Bob Macy. (Paul Hellstern / Oklahoman)

Former Oklahoma district attorney Bob Macy sentenced Jones to death, but later in his career he was also found guilty of prosecutorial misconduct in one third of his death penalty cases. Macy was so unapologetic about his actions, that on the night that the murder was reported, he was already calling for the death sentence. 

It’s clear that Jones’ case is significantly being affected by racial bias, but this is definitely not the only one.  

Studies have also shown that a substantial amount of Black people are being executed for killing White people, than White people killing Black people. 

According to the same study done by the Death Penalty Information Center, “Since 1977, 295 African-American defendants have been executed for the murder of a White victim, while only 21 White defendants have been executed for the murder of an African-American victim.” 

These discrepancies can be attributed to the disgusting narrative that our justice system tries to uphold: that White people are always the victim and Black people are always the aggressors. 

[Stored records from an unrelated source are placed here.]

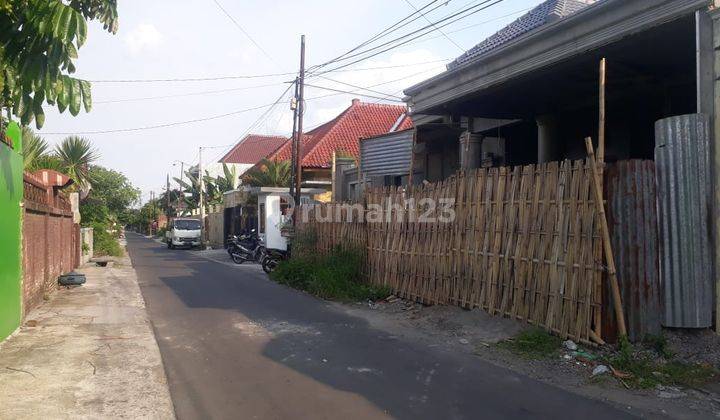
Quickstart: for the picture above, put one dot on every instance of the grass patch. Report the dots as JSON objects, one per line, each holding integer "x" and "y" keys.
{"x": 336, "y": 276}
{"x": 647, "y": 371}
{"x": 534, "y": 343}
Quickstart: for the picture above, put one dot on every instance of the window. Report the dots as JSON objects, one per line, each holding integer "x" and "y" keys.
{"x": 261, "y": 215}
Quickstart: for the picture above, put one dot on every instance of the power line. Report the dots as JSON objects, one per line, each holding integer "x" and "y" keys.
{"x": 232, "y": 19}
{"x": 390, "y": 29}
{"x": 355, "y": 93}
{"x": 375, "y": 85}
{"x": 357, "y": 87}
{"x": 152, "y": 127}
{"x": 192, "y": 79}
{"x": 411, "y": 39}
{"x": 474, "y": 25}
{"x": 439, "y": 30}
{"x": 257, "y": 122}
{"x": 466, "y": 12}
{"x": 254, "y": 76}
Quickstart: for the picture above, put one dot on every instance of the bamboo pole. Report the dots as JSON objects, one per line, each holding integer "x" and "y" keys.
{"x": 601, "y": 117}
{"x": 597, "y": 189}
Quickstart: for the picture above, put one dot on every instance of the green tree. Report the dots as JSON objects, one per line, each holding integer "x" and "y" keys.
{"x": 112, "y": 194}
{"x": 76, "y": 154}
{"x": 269, "y": 173}
{"x": 35, "y": 150}
{"x": 39, "y": 41}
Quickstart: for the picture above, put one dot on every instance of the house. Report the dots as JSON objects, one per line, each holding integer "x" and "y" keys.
{"x": 273, "y": 212}
{"x": 530, "y": 93}
{"x": 385, "y": 160}
{"x": 246, "y": 153}
{"x": 340, "y": 137}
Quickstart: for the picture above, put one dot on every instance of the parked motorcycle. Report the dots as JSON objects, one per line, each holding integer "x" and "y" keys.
{"x": 272, "y": 259}
{"x": 246, "y": 247}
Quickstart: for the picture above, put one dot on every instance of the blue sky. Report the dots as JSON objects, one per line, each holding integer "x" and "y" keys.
{"x": 163, "y": 39}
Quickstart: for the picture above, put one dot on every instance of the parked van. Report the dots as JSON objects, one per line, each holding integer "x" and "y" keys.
{"x": 183, "y": 233}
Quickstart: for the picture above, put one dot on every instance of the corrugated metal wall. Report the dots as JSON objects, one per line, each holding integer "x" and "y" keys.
{"x": 632, "y": 219}
{"x": 387, "y": 155}
{"x": 684, "y": 186}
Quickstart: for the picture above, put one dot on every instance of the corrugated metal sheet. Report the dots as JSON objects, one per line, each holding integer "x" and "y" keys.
{"x": 632, "y": 219}
{"x": 683, "y": 175}
{"x": 390, "y": 154}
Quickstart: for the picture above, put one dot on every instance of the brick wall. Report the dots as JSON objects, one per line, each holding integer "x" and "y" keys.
{"x": 51, "y": 242}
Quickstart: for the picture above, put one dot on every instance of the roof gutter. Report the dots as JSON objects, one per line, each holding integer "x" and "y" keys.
{"x": 590, "y": 28}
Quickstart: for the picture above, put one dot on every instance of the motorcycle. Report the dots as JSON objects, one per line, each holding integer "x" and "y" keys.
{"x": 272, "y": 259}
{"x": 246, "y": 247}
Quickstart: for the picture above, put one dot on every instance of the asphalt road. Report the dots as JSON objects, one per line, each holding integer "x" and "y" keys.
{"x": 236, "y": 345}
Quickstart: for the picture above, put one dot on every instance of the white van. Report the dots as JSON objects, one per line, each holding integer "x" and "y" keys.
{"x": 183, "y": 233}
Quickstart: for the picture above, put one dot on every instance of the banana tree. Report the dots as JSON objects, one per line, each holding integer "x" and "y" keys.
{"x": 39, "y": 42}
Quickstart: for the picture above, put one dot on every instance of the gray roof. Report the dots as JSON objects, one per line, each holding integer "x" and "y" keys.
{"x": 547, "y": 12}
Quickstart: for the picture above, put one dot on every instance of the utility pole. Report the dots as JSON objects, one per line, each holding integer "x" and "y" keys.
{"x": 152, "y": 207}
{"x": 182, "y": 194}
{"x": 299, "y": 133}
{"x": 167, "y": 198}
{"x": 202, "y": 202}
{"x": 293, "y": 160}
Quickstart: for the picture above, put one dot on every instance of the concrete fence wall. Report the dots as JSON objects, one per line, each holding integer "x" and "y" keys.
{"x": 51, "y": 242}
{"x": 86, "y": 241}
{"x": 11, "y": 192}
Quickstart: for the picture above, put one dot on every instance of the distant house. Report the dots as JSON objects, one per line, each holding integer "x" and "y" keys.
{"x": 247, "y": 153}
{"x": 341, "y": 137}
{"x": 529, "y": 93}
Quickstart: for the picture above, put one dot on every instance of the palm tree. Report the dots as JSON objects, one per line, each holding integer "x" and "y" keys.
{"x": 269, "y": 173}
{"x": 35, "y": 149}
{"x": 76, "y": 154}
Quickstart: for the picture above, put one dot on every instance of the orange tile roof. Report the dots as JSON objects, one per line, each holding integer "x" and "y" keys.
{"x": 343, "y": 133}
{"x": 253, "y": 148}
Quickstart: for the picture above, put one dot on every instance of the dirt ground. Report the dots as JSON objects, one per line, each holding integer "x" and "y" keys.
{"x": 455, "y": 329}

The system that capital punishment follows also is inherently built against those in poverty because their economic status allows for an easy punishment. According to the Equal Justice Initiative, an overwhelming 95% of people on death row live in poverty or come from an underprivileged upbringing. 

Why? As mentioned earlier, it’s easier to punish them. Unfortunately, it doesn’t matter if you’re innocent. 

It’s well known that police patrol underprivileged neighborhoods disproportionately, which makes arrests much more likely, and coming from an underprivileged background makes it much less likely for the defendant to get a good lawyer, gather crucial evidence like a DNA test, and afford bail. 

This opens a plethora of problems for the defendant and puts them at an completely unfair advantage. 

As Bryan Stevenson from the NGO Equal Justice Initiative puts it, “We have a system of justice that treats you better if you’re rich and guilty than if you’re poor or innocent.” 

2017 Death penalty protest in Washington D.C. (JP Keenan / Sojourners)

President Trump will leave as one of the few presidents to conduct federal executions during the lame duck period. 

He’s abused this system unlike any president in recent memory and has shown the public just how brutal our government can be. 

Capital punishment does not set an example nor does it bring justice. The government murder of a criminal does not bring back their victim. 

America is outdated with this practice and it’s time we work towards abolishing it. Too many lives have been lost to this unjust system. 

The heinous acts of our government may be summed up by Supreme Court Justice Arthur J. Goldberg, “The deliberate institutionalized taking of human life  by the state is the greatest conceivable degradation to the dignity of the human personality.”